Die Entwickler von "God of War", allen voran Game-Director Cory Barlog, haben mit der Single-Shot-Perspektive ein mutiges Element in ihr Spiel integriert. Das gesamte Game wird von Anfang bis Ende ohne Schnitt gezeigt. Einzige Ausnahmen: Kratos stirbt im Spiel oder der Spieler wechselt in die Menü-Bildschirme. Der Aufwand der hierfür betrieben wurde ist immens, wie Dori Arazi, Kameramann beim Entwickler Sony Santa Monica im Video erklärt. Als Barlog dem Studio die Idee präsentierte, ohne Kameraschnitte zu arbeiten, reagierten die meisten der Designer daher zuerst ablehnend.
Entwickler wollten von der Idee zuerst nichts wissen
Seine Idee wollte der "God of War"-Chefentwickler bereits in "Tomb Raider" einbauen, an dem er zuvor mitarbeitete. Bei Crystal Dynamics hielt man allerdings nicht viel davon. Und auch im kalifornischen Sony-Studio musste das Team den Effekt erst selber sehen, bevor es verstand, was er bewirken kann. Durch diese Perspektive ist der Spieler nämlich immer ganz nah an Held Kratos und seinem Sohn Atreus dran. Man fühlt sich als Teil der Geschichte, da man die Ereignisse in der Spielwelt wahrnimmt, als sei man selbst wirklich mit dabei.

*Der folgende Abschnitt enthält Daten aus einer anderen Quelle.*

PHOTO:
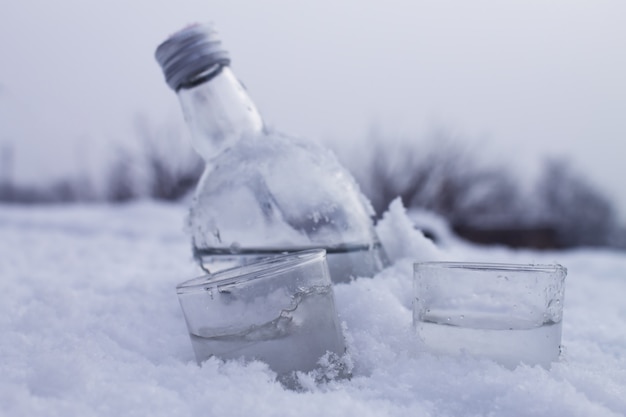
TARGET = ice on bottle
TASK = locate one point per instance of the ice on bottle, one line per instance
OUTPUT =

Die besten technologischen Innovationen sind oft die, die einem im Gebrauch nicht ständig auffallen. Und so ist es auch in "God of War": Immer wieder vergesse ich beim Spielen, dass hier etwas fundamental anders gemacht wurde. Trotzdem rückt erst die Kamera die Monstrositäten, denen ich im Spiel begegne, in die richtige Perspektive – ein gigantischer Drache oder ein hünenhafter Troll wirken eben umso größer, wenn ich sie nicht aus der schwebenden Totalen sehe, während die Spielfigur am Boden herumwimmelt (wie es in älteren "God of War"-Spielen oft der Fall war). Stattdessen stehe ich den Untiern quasi neben Kratos und Atreus von Angesicht zu Angesicht gegenüber.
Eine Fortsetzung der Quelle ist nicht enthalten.